RECONSTRUCTING POLITICAL VOICE THROUGH TRANSLATION: A TRANSITIVITY-BASED ANALYSIS OF TWO ENGLISH RENDERINGS OF MAHMOUD DARWISH’S IDENTITY CARD
Keywords:
Darwish’s Identity Card, Political Discourse In Translation, Systemic Functional Linguistics, Transitivity System, Translator Visibility And IdeologyAbstract
This study examines how political meaning is grammatically reconstructed in translation through a comparative transitivity-based analysis of two English renderings of Mahmoud Darwish’s Bitaqat Hawiyyah (Identity Card), translated by Denys Johnson-Davies and by Salman Masalha and Vivian Eden. Drawing on Systemic Functional Linguistics (SFL), particularly Halliday’s transitivity system, the paper demonstrates that variations in process types, participant roles, and circumstantial choices produce distinct representations of identity, agency, and resistance.

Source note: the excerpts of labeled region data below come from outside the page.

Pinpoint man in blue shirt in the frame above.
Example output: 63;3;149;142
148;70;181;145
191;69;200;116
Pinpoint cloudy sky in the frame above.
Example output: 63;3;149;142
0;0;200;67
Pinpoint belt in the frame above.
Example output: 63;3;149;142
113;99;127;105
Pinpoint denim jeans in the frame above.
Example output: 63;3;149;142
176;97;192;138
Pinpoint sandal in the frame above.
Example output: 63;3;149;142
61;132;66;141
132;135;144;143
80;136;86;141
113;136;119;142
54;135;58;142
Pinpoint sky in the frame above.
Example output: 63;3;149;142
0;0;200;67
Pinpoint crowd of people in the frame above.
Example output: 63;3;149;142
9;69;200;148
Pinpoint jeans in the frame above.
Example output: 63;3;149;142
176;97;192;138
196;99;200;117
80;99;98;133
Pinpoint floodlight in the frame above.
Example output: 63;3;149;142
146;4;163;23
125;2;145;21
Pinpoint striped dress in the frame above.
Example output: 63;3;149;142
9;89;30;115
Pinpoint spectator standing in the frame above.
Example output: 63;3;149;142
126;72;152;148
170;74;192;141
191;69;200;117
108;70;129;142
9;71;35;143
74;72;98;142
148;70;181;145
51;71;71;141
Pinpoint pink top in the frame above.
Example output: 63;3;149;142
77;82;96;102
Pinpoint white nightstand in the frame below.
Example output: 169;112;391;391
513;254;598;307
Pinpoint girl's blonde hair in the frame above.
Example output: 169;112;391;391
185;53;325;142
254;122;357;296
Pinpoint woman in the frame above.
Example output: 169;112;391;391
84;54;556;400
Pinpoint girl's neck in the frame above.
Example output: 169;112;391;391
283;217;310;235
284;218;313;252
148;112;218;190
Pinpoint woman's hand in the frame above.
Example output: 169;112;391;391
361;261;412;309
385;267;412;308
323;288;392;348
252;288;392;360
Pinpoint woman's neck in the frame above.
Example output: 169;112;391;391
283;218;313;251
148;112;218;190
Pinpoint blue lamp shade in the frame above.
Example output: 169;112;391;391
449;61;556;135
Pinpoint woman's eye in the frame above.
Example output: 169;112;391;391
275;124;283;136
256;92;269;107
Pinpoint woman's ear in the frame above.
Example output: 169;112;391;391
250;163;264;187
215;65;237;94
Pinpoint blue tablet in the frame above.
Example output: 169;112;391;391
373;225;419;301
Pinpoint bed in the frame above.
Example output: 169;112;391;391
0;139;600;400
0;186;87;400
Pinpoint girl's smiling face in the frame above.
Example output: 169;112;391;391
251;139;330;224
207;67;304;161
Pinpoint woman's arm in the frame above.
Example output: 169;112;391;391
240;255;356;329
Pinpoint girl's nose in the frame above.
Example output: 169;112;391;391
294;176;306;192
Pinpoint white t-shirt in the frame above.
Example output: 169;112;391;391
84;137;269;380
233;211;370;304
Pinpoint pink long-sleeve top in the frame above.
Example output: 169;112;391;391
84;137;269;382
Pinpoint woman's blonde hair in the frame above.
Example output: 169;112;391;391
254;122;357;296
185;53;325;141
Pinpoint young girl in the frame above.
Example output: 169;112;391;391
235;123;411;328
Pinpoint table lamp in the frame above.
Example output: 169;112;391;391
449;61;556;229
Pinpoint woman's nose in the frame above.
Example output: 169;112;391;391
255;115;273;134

Although both translations derive from the same Arabic source, they enact different ideological positions, shifting the poem’s political force from a controlled testimonial stance to an intensified and confrontational discourse of resistance. By incorporating Venuti’s concept of translator visibility, the study foregrounds the translator as an active ideological agent whose grammatical decisions shape how political voice is perceived in the target text. The research contributes to translation studies and SFL-based discourse analysis by showing that political meaning is not merely transferred but actively reconstituted within translation itself.